Abstract

This project applies classical time series methods to monthly U.S. ice cream sales spanning January 2004–December 2019. I investigated key features including trend, seasonality, and structural changes; transformed and differenced the data to achieve stationarity; and used ACF/PACF analysis to select and fit candidate ARIMA models. To determine the best fit model, I utilized residual diagnostics, and the final model is used to generate out‐of‐sample forecasts with confidence intervals. Our results demonstrate the ability of the chosen model to capture seasonal fluctuations and trend dynamics, yielding accurate forecasts and insights into production patterns over time.

Through various techniques such as Box-Cox transformations, seasonal differencing, and ACF/PACF residual diagnostics, we were able to identify a SARIMA(2,1,1) x \((0,1,1)_{12}\) model. The final model delivered statistically significant AR and MA coefficients, exhibited white‐noise residuals (Ljung–Box p > 0.05), and produced narrow 95% forecast intervals that closely tracked the original data. We conclude that the chosen SARIMA model successfully captures both trend and seasonal patterns, meeting our project objectives of interpretable modeling and reliable short-term forecasting.

Introduction

In this project, I investigate ice-cream sales over time using a dataset I found through Kaggle (Monthly Ice Cream Sales Data (1972-2020)). As summer is right around the corner, and the days are getting hotter, the demand for ice cream will inevitably rise – including my demand for it. That’s why I have gained interest and chose to analyze this fun yet interesting dataset. The central goal of this project is to perform a time series analysis and forecasting of ice cream sales for an ambiguous city in the U.S. So, can we build and implement a model to forecast future ice cream sales using past data? To answer this question, I will be following this pipeline for classical time series analysis: data processing, visualization, transformation, model identification via ACF/PACF, model fitting, and forecasting.

Data Processing

Data Loading

library(readr)
library(tidyverse)
library(lubridate)
library(forecast)
library(tseries)
library(zoo)
library(ggplot2)
library(MASS)
library(tseries)

data <- read_csv("C:/Users/jaych/Downloads/archive (4)/ice_cream.csv", col_types = cols(DATE = col_date(format = "%Y-%m-%d"), IPN31152N = col_double()))

names(data)

## [1] "DATE"      "IPN31152N"

Condensing the Data

ice <- data %>%
  filter(DATE >= as.Date("2004-01-01") & DATE <= as.Date("2019-12-01"))

nrow(ice)

## [1] 192

The original dataset contained 577 observations – a little too much for my liking. So, I narrowed down the dataset into a smaller one, one with 192 observations, making this an ideal number for a time series analysis.

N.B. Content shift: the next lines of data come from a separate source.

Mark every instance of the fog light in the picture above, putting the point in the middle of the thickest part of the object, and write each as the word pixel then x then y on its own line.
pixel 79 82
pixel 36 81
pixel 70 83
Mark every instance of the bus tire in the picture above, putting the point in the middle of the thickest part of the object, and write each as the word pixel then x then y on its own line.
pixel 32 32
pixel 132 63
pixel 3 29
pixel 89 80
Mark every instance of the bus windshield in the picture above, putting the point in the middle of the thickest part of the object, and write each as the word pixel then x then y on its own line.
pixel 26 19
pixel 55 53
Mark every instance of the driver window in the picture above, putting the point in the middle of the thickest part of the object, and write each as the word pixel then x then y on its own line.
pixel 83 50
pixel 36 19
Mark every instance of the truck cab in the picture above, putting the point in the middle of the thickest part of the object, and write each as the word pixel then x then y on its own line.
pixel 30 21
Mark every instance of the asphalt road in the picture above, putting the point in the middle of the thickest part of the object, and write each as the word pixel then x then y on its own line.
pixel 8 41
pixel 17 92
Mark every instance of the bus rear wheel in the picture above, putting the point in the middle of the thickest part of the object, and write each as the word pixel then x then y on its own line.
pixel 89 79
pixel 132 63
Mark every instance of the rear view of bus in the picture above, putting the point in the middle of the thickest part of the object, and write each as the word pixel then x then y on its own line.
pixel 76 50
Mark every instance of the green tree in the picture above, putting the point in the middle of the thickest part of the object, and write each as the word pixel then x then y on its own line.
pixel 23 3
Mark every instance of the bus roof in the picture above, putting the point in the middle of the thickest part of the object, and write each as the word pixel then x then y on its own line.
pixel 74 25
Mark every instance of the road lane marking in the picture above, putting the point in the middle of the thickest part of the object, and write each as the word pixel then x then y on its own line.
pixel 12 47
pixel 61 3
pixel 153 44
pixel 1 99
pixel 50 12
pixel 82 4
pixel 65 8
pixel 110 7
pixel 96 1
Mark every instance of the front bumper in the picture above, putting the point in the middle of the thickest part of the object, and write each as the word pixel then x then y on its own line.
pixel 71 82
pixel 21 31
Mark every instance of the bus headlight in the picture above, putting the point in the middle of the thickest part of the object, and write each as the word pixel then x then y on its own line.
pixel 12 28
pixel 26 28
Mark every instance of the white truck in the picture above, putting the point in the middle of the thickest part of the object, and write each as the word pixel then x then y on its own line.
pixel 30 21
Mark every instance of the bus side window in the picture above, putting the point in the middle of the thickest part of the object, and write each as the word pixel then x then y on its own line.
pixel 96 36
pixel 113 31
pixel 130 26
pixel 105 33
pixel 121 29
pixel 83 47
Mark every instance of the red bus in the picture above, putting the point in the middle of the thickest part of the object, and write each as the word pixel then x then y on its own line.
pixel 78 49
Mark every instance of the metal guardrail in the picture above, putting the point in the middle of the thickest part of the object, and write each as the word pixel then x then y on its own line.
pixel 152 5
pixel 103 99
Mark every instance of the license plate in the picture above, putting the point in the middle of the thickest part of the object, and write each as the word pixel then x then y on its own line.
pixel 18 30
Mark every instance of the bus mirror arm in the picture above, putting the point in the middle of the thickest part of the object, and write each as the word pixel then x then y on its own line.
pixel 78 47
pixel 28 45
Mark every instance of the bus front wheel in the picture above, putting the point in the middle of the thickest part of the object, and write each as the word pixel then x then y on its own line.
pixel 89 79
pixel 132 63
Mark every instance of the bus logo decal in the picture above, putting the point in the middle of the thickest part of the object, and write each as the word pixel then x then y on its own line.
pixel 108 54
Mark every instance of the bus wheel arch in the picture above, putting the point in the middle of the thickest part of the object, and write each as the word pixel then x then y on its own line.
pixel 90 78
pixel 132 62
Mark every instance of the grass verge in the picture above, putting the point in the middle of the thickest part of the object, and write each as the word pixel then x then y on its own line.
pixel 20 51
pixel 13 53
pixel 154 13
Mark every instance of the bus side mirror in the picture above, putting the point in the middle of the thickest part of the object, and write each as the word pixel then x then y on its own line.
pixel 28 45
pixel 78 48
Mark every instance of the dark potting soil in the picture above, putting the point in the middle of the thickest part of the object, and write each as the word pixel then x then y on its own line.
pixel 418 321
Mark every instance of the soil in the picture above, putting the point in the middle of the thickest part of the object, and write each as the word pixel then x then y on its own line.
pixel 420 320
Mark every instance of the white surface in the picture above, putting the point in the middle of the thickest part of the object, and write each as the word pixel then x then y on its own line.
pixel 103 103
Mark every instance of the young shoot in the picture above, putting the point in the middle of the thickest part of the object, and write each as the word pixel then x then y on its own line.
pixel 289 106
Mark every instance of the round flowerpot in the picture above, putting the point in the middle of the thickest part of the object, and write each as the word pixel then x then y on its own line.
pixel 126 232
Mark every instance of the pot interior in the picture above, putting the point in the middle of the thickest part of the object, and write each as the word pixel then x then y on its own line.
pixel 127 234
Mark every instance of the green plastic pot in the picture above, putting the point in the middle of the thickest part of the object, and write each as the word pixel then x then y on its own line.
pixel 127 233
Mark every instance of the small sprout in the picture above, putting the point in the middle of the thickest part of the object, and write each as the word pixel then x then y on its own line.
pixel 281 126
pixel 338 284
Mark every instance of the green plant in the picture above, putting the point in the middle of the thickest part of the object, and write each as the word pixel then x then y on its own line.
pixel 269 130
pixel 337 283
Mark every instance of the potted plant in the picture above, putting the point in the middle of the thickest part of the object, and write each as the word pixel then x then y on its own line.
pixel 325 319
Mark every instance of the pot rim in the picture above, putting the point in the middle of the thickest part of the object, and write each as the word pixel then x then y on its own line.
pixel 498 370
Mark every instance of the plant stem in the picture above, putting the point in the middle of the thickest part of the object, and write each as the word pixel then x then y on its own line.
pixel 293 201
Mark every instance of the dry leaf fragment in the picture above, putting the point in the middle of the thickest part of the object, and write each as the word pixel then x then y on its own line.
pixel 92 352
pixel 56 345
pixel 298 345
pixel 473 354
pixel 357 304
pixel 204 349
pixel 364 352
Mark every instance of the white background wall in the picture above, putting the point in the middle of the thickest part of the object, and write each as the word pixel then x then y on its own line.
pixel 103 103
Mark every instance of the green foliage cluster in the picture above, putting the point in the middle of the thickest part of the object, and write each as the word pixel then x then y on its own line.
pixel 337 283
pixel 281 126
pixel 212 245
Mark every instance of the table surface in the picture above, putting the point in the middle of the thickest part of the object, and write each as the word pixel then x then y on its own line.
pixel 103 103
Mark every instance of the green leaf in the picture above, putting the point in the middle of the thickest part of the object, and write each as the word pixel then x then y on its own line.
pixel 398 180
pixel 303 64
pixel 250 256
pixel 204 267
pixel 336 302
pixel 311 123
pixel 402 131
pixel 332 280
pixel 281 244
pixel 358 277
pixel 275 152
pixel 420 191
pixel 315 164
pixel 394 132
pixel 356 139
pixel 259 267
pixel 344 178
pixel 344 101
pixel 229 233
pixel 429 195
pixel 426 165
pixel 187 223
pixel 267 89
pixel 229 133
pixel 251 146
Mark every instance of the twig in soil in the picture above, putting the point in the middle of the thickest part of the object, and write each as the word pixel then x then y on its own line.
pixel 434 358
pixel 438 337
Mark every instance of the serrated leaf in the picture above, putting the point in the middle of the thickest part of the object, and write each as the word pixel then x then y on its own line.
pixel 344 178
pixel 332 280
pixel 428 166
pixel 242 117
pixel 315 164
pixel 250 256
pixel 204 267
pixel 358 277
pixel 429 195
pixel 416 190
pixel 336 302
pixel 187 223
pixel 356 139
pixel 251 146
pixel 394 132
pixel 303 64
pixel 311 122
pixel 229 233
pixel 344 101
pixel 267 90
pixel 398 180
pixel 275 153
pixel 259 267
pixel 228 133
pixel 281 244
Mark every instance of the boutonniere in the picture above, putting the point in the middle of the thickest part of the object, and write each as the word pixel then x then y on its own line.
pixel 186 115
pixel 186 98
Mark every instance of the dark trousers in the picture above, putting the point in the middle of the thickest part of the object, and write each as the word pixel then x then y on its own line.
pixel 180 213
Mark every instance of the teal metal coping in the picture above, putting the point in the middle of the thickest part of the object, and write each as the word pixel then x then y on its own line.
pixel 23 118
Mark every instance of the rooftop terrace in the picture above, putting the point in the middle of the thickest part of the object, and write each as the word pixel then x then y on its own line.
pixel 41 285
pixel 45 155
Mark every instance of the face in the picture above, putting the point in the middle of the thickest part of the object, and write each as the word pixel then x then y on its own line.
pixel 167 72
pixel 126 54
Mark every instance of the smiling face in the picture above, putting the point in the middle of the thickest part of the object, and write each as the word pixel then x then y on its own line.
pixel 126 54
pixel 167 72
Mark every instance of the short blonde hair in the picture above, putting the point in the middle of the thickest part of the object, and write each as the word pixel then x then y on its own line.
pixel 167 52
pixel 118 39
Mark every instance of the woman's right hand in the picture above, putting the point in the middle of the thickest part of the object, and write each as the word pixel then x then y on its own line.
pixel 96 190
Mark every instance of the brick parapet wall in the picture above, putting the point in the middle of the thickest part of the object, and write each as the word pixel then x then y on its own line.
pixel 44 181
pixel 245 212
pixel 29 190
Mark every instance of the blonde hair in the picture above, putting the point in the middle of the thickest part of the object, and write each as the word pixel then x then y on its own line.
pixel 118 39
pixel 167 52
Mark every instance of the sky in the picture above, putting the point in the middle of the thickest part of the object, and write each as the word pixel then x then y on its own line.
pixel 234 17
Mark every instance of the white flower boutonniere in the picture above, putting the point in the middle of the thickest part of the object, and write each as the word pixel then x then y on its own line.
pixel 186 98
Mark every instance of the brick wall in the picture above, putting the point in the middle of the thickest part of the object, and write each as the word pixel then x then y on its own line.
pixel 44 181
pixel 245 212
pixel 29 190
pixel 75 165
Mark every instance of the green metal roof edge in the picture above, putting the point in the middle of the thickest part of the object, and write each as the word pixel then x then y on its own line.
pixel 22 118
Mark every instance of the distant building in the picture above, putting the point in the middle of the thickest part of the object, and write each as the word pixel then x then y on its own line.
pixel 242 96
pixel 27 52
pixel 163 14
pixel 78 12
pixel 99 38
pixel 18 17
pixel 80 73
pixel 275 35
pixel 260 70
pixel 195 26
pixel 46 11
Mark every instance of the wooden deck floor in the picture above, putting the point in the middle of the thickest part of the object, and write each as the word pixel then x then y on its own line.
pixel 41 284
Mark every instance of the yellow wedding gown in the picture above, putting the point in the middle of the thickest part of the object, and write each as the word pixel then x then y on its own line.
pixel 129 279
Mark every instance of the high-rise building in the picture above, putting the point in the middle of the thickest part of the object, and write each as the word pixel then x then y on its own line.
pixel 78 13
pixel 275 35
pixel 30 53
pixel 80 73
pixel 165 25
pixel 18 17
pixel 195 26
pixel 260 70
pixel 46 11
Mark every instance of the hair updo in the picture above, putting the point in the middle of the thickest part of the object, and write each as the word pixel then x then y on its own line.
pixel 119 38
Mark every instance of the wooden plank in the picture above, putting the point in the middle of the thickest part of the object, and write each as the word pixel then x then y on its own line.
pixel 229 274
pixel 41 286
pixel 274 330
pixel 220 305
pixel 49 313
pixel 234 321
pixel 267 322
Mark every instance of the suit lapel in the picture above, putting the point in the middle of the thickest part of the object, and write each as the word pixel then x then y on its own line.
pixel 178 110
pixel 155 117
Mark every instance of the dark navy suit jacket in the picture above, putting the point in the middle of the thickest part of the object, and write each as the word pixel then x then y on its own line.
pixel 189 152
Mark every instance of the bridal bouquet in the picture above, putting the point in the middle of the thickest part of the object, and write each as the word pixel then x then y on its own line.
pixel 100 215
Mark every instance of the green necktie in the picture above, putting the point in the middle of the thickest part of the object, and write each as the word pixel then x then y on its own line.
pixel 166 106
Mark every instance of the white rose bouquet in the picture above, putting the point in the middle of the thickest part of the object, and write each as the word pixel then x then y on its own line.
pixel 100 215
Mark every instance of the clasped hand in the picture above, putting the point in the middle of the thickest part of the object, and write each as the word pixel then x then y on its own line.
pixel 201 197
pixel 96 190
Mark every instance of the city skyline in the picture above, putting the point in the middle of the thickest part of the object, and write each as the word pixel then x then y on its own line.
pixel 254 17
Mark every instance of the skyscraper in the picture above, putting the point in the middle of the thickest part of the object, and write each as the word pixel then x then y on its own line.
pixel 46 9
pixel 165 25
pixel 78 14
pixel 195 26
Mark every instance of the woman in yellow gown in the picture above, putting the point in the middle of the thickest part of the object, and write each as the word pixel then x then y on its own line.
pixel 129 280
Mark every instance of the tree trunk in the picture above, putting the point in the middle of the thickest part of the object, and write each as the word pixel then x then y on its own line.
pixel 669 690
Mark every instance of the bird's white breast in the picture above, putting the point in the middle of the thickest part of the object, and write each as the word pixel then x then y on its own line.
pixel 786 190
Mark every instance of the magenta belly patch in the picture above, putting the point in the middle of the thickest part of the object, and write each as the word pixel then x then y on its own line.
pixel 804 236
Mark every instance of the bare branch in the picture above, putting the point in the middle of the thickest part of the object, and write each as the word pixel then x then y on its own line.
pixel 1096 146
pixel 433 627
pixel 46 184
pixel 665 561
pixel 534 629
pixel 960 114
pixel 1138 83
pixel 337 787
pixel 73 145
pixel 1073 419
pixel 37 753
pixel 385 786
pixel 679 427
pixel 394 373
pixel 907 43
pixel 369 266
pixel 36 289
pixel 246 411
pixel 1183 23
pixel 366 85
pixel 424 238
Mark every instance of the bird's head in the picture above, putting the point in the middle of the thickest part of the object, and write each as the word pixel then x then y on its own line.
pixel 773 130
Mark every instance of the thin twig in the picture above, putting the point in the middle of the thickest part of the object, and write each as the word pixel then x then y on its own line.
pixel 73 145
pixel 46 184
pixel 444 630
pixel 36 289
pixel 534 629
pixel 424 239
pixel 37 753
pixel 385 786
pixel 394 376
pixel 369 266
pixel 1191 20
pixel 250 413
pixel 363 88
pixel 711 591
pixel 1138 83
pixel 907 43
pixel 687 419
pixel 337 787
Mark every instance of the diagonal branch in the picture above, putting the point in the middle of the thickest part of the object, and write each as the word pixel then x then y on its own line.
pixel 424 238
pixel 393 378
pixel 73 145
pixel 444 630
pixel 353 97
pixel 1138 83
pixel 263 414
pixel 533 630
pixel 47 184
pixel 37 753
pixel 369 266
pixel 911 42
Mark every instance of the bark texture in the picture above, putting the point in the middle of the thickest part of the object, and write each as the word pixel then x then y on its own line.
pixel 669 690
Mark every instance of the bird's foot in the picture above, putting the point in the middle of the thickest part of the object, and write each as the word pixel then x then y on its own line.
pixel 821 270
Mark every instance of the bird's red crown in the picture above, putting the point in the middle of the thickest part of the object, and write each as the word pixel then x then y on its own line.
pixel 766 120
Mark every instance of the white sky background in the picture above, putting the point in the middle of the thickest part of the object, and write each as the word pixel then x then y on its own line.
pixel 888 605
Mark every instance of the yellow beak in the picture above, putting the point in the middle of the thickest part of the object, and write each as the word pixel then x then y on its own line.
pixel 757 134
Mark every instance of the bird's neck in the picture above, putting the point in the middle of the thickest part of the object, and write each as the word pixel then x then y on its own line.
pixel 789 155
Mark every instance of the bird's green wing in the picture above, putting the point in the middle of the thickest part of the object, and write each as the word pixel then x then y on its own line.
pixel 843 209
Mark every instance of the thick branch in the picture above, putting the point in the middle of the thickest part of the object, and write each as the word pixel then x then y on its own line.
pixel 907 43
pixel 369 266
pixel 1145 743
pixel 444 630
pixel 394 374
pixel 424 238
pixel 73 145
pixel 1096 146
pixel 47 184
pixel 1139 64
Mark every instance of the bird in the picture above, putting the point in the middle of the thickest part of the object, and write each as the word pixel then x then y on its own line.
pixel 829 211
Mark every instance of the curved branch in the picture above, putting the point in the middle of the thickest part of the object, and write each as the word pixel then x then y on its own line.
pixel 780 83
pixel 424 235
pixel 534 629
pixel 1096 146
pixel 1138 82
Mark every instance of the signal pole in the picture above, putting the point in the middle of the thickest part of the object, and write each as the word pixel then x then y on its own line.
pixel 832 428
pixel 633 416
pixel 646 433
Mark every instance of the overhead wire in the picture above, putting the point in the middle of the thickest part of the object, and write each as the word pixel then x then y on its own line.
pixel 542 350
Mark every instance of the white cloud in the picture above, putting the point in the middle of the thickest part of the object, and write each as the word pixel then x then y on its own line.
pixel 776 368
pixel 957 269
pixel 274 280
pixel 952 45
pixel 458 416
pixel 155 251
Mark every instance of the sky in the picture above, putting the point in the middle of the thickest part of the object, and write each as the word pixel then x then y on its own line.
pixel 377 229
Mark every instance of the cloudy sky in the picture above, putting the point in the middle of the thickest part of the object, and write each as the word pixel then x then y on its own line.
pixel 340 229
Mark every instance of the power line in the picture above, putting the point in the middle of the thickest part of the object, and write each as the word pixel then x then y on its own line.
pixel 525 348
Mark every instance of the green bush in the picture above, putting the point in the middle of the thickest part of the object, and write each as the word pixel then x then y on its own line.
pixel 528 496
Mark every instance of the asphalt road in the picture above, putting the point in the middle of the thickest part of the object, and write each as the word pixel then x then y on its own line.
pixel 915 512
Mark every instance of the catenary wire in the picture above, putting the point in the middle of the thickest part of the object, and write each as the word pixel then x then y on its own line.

Splitting the Data (Training and Test Sets)

n_total   <- nrow(ice)
ice_train <- ice[1:(n_total - 24), ]
ice_test  <- ice[(n_total - 23):n_total, ]

Here, I am splitting the “ice” dataset into a training set (for modeling) and a test set (for validation). The training set will be from 2004-2017, while the test set will be from 2018-2019.

Creating Time Series Objects

ice_ts <- ts(ice$IPN31152N, start = c(year(ice$DATE[1]), month(ice$DATE[1])), frequency = 12)

train_ts <- ts(ice_train$IPN31152N, start = c(year(ice_train$DATE[1]), month(ice_train$DATE[1])), frequency = 12)

test_ts <- ts(ice_test$IPN31152N, start = c(year(min(ice_test$DATE)), month(min(ice_test$DATE))), frequency = 12)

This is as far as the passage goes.